中文摘要 强化学习的一个主要挑战是，代理常常学习到看似违背其被赋予的奖励结构的不良行为。可解释强化学习（XRL）方法可以回答诸如“解释此具体动作”、“解释此特定轨迹”和“解释整个策略”等问题。然而，XRL缺乏将行为作为跨多个事件的行为模式的正式定义。我们提供了这样的定义，并用它来启用一个新的查询：“解释此行为”。我们提出了行为可解释强化学习（BXRL），这是一种将行为视为一类对象的新问题表述。BXRL将行为测量定义为任意函数$m：\Pi \到 \mathbb{R}$，允许用户精确表达他们感兴趣的行为模式，并衡量该策略表现出多强。我们定义了对比行为，将“为什么代理更喜欢$a$而不是$a'$？”的问题简化为“为什么$m（\pi）$高？”，这可以通过差异化来探讨。我们不实施可解释性方法;我们分析了三种现有方法，并提出如何调整它们以解释行为。我们将HighwayEnv驾驶环境移植到JAX，提供定义、测量和区分基于模型参数行为的接口。

Self Paced Gaussian Contextual Reinforcement Learning

自进高斯情境强化学习

Authors: Mohsen Sahraei Ardakani, Rui Song
Subjects: Subjects: Machine Learning (cs.LG); Artificial Intelligence (cs.AI)
Arxiv link: https://arxiv.org/abs/2603.23755
Pdf link: https://arxiv.org/pdf/2603.23755
Abstract Curriculum learning improves reinforcement learning (RL) efficiency by sequencing tasks from simple to complex. However, many self-paced curriculum methods rely on computationally expensive inner-loop optimizations, limiting their scalability in high-dimensional context spaces. In this paper, we propose Self-Paced Gaussian Curriculum Learning (SPGL), a novel approach that avoids costly numerical procedures by leveraging a closed-form update rule for Gaussian context distributions. SPGL maintains the sample efficiency and adaptability of traditional self-paced methods while substantially reducing computational overhead.

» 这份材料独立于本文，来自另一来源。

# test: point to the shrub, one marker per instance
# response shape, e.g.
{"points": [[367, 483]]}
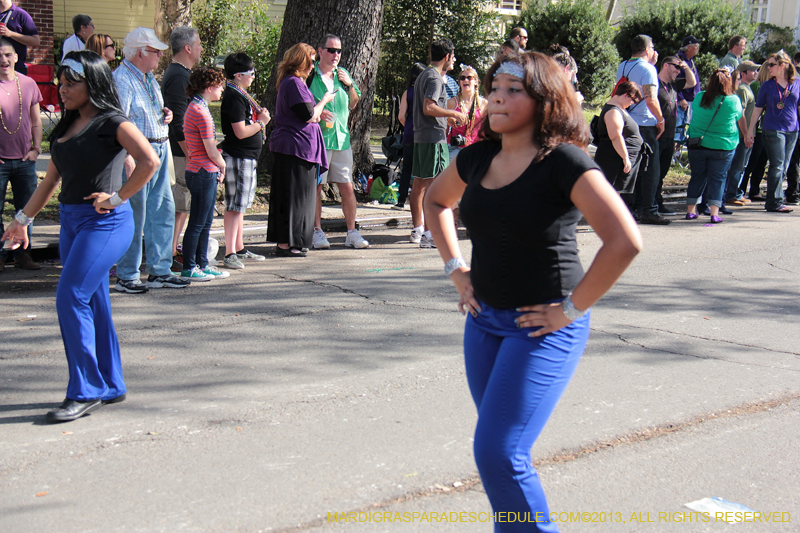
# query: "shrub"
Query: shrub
{"points": [[581, 26], [668, 22], [225, 27], [769, 39], [410, 25]]}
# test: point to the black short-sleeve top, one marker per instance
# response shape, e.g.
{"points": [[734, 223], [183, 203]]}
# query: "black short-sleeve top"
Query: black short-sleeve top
{"points": [[524, 250], [86, 160], [236, 108]]}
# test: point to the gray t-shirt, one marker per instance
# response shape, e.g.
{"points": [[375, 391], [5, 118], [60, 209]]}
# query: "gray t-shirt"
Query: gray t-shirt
{"points": [[429, 85]]}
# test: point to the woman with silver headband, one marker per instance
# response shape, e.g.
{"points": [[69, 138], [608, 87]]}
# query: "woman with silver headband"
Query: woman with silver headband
{"points": [[87, 148], [527, 297]]}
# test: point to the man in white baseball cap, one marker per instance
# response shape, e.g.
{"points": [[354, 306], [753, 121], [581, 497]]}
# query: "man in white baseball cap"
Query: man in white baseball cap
{"points": [[153, 206]]}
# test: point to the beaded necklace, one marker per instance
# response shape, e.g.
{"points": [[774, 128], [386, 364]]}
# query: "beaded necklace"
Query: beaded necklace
{"points": [[2, 120], [253, 104]]}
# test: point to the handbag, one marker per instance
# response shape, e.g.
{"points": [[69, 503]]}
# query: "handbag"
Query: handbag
{"points": [[696, 142], [392, 143]]}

We provide theoretical guarantees on convergence and validate our method across several contextual RL benchmarks, including the Point Mass, Lunar Lander, and Ball Catching environments. Experimental results show that SPGL matches or outperforms existing curriculum methods, especially in hidden context scenarios, and achieves more stable context distribution convergence. Our method offers a scalable, principled alternative for curriculum generation in challenging continuous and partially observable domains.
中文摘要 课程学习通过将任务从简单到复杂排序，提高强化学习（RL）的效率。然而，许多自定进度课程方法依赖计算量高的内环优化，限制了其在高维上下文空间中的可扩展性。本文提出了自进度高斯课程学习（SPGL），这是一种新颖的方法，通过利用高斯上下文分布的封闭形式更新规则，避免了昂贵的数值操作。SPGL保持了传统自定时速方法的样本效率和适应性，同时大幅降低计算开销。我们提供收敛的理论保证，并在多个情境强化环境（包括点质量、月球着陆器和接球环境）中验证方法。实验结果显示，SPGL在隐藏情境场景中表现优于现有课程方法，并实现更稳定的情境分布收敛。我们的方法为具有挑战性且部分可观察的领域中的课程生成提供了可扩展且有原则的替代方案。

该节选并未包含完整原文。